Nous ne pouvons évoquer la question de l’humanisme pédagogique, sans faire allusion à la relation concrète qui, au cours des apprentissages, doit s’établir entre l’enseignant et l’apprenant. Pour les partisans de la pédagogie de l’autonomie, cette relation doit prendre sa place véritable dans la formation des citoyens libres. A cet effet, le dialogue et la participation doivent avoir une place de choix dans cette démarche. Par le dialogue éducatif, l’enseignement doit tendre vers un processus d’enrichissement mutuel. Il n’appartient plus à l’enseignant de venir déposer ses connaissances, ou le contenu du programme qui souvent ne tient pas compte de la réalité, dans le vase qu’est l’apprenant, mais par un processus fondé sur le respect, la culture, l’environnement et la participation de l’apprenant, ensemble ils parviendront à un enrichissement mutuel, même si quelque part, l’expérience de l’enseignant constitue un plus pour l’apprenant.

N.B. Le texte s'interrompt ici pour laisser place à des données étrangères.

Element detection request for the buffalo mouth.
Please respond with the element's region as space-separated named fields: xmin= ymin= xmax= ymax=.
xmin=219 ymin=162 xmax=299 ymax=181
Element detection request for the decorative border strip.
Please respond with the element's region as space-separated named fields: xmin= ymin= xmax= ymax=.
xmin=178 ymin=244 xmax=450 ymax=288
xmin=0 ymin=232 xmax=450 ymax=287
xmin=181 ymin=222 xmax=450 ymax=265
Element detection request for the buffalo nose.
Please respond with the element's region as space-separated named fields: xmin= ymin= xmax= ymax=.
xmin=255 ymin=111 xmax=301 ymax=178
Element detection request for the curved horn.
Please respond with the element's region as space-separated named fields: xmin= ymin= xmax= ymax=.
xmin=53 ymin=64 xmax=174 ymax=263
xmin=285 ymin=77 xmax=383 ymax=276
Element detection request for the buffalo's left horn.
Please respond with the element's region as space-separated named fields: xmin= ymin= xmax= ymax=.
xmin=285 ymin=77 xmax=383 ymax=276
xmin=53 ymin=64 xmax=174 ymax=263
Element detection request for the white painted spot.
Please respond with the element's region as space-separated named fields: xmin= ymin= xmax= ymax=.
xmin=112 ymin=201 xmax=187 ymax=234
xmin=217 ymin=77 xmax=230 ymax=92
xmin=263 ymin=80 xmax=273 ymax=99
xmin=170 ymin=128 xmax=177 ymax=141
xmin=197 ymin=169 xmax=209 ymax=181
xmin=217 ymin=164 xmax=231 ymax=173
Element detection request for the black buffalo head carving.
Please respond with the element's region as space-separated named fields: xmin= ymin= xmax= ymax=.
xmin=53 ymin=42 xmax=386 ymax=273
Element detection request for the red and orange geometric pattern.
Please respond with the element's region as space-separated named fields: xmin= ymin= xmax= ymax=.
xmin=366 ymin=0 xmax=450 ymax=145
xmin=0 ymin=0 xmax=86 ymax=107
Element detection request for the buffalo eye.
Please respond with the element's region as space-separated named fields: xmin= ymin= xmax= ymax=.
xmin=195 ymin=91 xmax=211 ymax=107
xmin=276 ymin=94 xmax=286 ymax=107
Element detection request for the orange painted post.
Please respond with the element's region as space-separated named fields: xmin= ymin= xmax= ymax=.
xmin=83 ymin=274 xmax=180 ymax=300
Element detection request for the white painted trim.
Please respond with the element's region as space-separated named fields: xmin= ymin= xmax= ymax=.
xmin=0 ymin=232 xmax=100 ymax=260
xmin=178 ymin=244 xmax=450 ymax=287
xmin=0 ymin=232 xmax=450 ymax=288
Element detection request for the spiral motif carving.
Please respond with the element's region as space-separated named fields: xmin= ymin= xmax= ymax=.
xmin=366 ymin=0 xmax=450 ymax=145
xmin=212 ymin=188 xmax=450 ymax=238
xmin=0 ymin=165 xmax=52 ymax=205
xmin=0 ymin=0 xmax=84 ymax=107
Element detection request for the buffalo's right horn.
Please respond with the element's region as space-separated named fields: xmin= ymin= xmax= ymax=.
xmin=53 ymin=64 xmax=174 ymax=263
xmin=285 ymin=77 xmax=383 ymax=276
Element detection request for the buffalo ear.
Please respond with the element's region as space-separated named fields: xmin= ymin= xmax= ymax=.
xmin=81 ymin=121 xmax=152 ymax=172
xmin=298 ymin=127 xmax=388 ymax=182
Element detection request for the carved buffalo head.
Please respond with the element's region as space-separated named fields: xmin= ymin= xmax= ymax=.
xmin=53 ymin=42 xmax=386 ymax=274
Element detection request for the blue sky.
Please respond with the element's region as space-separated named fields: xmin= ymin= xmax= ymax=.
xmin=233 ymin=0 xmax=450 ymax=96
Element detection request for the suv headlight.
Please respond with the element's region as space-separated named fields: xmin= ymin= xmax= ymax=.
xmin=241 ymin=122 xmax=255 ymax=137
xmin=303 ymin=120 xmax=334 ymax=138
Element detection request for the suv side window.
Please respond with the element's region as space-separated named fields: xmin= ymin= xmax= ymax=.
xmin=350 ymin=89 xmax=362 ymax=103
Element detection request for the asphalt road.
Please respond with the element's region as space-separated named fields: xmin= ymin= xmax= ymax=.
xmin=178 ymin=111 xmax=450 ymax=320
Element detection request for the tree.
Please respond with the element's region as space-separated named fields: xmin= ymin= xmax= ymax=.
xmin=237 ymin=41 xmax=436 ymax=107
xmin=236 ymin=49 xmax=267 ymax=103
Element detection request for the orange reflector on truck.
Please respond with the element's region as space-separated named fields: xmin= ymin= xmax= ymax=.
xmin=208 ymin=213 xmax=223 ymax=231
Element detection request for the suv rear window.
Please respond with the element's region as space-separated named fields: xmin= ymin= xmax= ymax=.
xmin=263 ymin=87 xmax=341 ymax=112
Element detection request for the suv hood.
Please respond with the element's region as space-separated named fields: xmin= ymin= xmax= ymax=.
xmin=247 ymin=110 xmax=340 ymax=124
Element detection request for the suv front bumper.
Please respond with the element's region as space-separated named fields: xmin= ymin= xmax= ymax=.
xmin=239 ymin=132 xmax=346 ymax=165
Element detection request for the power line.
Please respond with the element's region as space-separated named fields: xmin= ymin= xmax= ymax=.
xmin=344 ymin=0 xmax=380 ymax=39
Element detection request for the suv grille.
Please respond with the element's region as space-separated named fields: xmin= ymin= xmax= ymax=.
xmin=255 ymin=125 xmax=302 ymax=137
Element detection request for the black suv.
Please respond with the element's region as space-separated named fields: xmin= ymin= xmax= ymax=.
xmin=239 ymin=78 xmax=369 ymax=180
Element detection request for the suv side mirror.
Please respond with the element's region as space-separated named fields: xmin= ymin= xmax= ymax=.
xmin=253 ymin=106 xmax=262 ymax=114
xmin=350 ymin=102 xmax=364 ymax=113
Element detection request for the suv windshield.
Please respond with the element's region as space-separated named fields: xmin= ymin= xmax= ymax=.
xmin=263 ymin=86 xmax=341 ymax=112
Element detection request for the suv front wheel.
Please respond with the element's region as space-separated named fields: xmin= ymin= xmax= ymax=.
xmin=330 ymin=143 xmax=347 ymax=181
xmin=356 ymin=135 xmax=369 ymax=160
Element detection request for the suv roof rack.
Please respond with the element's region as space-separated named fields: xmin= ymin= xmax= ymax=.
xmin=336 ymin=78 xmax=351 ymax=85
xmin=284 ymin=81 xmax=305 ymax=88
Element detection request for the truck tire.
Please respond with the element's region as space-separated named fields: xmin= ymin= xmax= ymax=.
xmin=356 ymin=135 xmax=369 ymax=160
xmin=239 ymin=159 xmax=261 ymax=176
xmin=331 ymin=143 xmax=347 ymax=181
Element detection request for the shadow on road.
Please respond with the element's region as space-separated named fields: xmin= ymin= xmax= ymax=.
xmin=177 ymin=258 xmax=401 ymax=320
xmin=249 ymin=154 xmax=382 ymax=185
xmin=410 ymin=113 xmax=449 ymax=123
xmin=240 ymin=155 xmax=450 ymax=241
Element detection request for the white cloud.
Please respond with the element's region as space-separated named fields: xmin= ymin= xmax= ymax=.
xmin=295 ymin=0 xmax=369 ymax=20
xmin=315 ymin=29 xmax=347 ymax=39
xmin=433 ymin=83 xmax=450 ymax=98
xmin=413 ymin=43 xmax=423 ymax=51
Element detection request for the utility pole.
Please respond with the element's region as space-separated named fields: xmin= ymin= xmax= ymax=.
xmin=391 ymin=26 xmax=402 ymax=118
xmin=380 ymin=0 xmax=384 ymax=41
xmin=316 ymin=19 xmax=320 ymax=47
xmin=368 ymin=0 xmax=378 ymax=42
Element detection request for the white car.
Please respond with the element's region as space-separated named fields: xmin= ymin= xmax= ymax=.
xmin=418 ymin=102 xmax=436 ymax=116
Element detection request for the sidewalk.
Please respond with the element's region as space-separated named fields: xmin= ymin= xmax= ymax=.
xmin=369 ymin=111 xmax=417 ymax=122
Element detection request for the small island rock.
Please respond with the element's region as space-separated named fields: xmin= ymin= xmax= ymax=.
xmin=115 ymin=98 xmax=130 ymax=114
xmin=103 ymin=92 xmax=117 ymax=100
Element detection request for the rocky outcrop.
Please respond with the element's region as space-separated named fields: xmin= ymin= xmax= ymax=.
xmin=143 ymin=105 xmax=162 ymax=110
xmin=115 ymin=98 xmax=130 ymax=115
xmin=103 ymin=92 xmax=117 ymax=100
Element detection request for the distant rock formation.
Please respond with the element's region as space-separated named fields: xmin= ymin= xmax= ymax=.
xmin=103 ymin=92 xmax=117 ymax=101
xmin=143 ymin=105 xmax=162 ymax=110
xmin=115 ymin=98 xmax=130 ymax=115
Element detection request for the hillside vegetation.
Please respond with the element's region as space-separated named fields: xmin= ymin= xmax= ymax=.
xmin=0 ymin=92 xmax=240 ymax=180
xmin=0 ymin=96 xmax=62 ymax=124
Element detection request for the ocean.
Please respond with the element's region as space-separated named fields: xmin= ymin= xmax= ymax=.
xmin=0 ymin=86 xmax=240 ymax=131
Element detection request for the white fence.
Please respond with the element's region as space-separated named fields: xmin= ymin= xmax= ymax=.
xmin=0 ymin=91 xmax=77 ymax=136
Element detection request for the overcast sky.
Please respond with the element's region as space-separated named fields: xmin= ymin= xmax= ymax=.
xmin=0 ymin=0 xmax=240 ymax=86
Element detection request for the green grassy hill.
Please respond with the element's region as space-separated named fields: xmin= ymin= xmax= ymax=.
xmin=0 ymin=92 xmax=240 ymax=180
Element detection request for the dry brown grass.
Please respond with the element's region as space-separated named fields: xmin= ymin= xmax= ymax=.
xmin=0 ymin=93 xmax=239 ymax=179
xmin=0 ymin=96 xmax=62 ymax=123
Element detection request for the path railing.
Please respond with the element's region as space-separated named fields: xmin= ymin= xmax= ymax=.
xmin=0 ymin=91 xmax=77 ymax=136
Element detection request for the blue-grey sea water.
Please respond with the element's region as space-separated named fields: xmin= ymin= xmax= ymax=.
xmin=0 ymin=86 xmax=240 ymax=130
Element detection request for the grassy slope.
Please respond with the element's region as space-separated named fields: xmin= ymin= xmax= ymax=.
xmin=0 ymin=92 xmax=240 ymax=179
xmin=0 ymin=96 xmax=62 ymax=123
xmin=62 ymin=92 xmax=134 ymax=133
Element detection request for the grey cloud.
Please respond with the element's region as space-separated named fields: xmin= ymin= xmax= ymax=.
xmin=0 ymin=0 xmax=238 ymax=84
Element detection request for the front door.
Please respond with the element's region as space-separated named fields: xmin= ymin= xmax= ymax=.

Le pédagogue américain Carl Rogers pense quant à lui, que l’enseignement est une fonction qui est largement surestimé. Ce qui l’irrite le plus dans un processus éducatif est le fait qu’on crée une confusion entre « enseigner » et « instruire ou transmettre des connaissances». Il trouve cette manière de faire ahurissante et se pose la question suivante : « trop de gens ne sont-ils pas déjà guidés, dirigés ? »598 En toute modestie, voici comment il définit un enseignement normal, fondé sur le dialogue et la coopération : « Pour moi, l’enseignement constitue une activité relativement peu importante et largement surfaite. »599 Il s’inquiète de la toute puissance que s’arrogent les enseignants dans l’institution scolaire. La question qu’ils se posent est celle de savoir ce qu’il faut enseigner. Et au praticien de l’éducation à la liberté de se demander s’il est encore possible de concevoir que dans le monde actuel, ce sont les enseignants qui sont sages et les apprenants insensés ! Parlant du contenu des enseignements, il dit tout ce qu’il pense d’un enseignement fondé sur le préjugé : « ce concept du contenu du cours est fondé sur la croyance que ce qui est enseigné est appris, que ce qui est exposé est assimilé. Je ne connais pas de préjugé plus manifestement faux. Il n’y a qu’à interroger quelques étudiants. »600 Cette critique remet à plat, la question de la relation qui entre l’enseignant et l’apprenant. Qui enseigne l’autre au juste ?

Notes
598.

C. ROGERS, Liberté pour apprendre, Paris, Dunod, 1972, p. 101.

599.

Ibidem.

600.

Ibidem.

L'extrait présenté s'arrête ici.